Unbridled joylessness


Let us go back a few months to this year's Met Gala.

The theme for this year's gala was "Black Dandyism". The co-chairs, besides the ever-present Anna Wintour, were Sir Lewis Hamilton, Colman Domingo, A$asp Rocky, and Pharrell Williams. The gala celebrated Black fashion and culture, and how Black people persevere in a racist society. And, of course, the Met Gala is also a yearly fundraiser for the Metropolitan Museum of Art's Costume Institute, the only part of the Met which must raise its own yearly budget. Far from a "Bonfire of the Vanities," the yearly event is what philanthropy is made for. And the gala raises $4 for every $1 spent. Not a bad return on money.

However, on social media one could be forgiven if one were to think from the general reaction that the attendees were fiddling while Rome burned. That they were out of touch elites who should be put to the sword. That the entire event was worthless, pointless, and everyone involved should be marched off to the guillotine. I could imagine mobs of the proletariat storming the venue and violently ripping the attendees' clothing from their bodies before delivering the coup de grĂ¢ce

Did race have something to do with it? Of course it did. When does it not? But I think there is something deeper at work.

Shortly after the election, there was a user on Bluesky who went on a tirade about people enjoying sports. It was frivolous. It distracted from things of import. The world was burning and how dare you have fun? Such pronouncements have not diminished. In fact, they've grown worse, as things get worse. Life is a vale of misery, and if you derive any enjoyment from it you are of the House of Darkness.

The reaction to the Met Gala—and would the reaction have been the same had the theme not centered the Black experience?—led me to this realization: Unbridled joylessness.

Unbridled joylessness is the dark counterpart to unbridled joy. Someone who lives in unbridled joy does not ignore the world and its state. She doesn't dismiss the suffering which afflicts so much of humanity. But in her joy, in living her best life, she can effect change, because she is not paralyzed in anger and fear. She meets the darkness with light. She meets the sorrow with happiness. She shows that there is a better path the fear and animus. That love is always greater than hate, if you just reach for it and choose it. She comes from a position of hope and agency, where nothing is beyond her powers.

Those who dwell in unbridled joylessness have no hope. The world is black, and so are they. They live in an inky darkness of despair, unable to see any light, unable to see any way out. They are the people in Plato's Cave, seeing only the flickering, faint shadows of what they perceive to be existence, unaware—and unwilling to become aware—of the light and color outside of the cave. 
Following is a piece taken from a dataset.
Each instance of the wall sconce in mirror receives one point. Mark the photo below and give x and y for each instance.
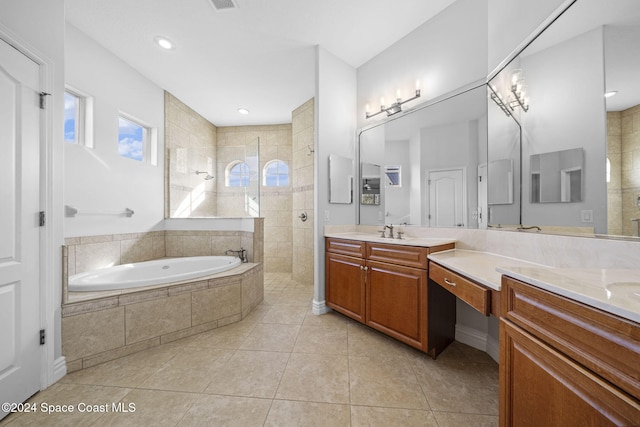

But it's more than that. They give proof to the adage that "misery loves company". They demand that you be as joyless and miserable as they are. If you demur, then you don't care about the millions suffering, and you kick puppies as well. On the social media platform I used to frequent, there was a woman who averred that she would happily accept human extinction if it meant that the rest of the creatures on earth would be saved. I responded in a manner I thought was both empathetic and sympathetic. I was rewarded by her blocking me because I was "telling her how to feel".

Unbridled joylessness is more than misery loves company. It's a position that you don't root yourself in the darkness, you can't fix the darkness. But that has it the wrong way. When you are stuck in a problem, subsumed in it, you can see no way out. You can see no way out because your view is myopic. You take the problem as the entirety of reality. When, in fact, any problem is just a minor part of the world's greater reality. It is only when you step back and look at things in a holistic manner that you can tackle the issue. Unbridled joylessness demands purity of sorrow. But you can't conquer hatred with hatred, and you can't assuage sorrow with more sorrow. 

The answer to sorrow is joy, not joylessness. Joylessness embeds the sorrow in the soil, letting it take deep root. Joylessness strengthens those roots. But the roots are imaginary. Refuse to give into that joylessness, and they are as loose string. 

Our enemies on all fronts want us to feel despairing and despondent. They want us to feel hopeless. They want us to feel joyless. When we give them that, they win. Refuse them. As I say, seize your joy. It is what will get us through these troubled times.